What is the most important piece of advice you have received as a writer?

 It’s not over yet!

It was a real struggle to get my first collection into print, despite being published internationally.  I was about to quit.   The above advice, ‘it’s not over yet,’ was given to me by the founder-member of the Isle of Man Poetry Society, the late Jeff Garland.  Soon after this conversation with Jeff, I received Arts Council and Culture Vannin grants and my first collection, On Manannan’s Isle was published on island in 2014.  I have not looked back hence.  

What are your upcoming projects?

As mentioned earlier, currently my research takes priority.   

However – Translation wise, I have completed the translation of the Sanskrit epyllion, Ṛtusaṃhāram by the legendary Kalidasa.  I am seeking a publisher for this project.  

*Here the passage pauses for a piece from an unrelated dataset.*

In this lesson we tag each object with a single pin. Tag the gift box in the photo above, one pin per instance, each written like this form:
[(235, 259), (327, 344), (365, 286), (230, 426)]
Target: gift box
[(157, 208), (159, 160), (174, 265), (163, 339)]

I am also translating Jaisankar Prasad’s Hindi epic, Kamayani (1936) that falls under the Chhayavaadi school of Hindi Poetry.  Chhayavaad has been interpreted as Neo-Romanticism, I would call it Romantic mysticism.  Kamayani addresses human emotions in pathetic fallacy, personification, and mythological metaphors.  This has been a slow process as I would like to do justice to this epic, amidst time constraints.   I have found this translation extremely challenging, but highly inspiring and enlightening. 

The poetry goes on! I don’t think I am ready for another collection yet. But recently, I have started submitting to journals like Superstition Review!  Thank you very much for accepting my work for your blog on social justice.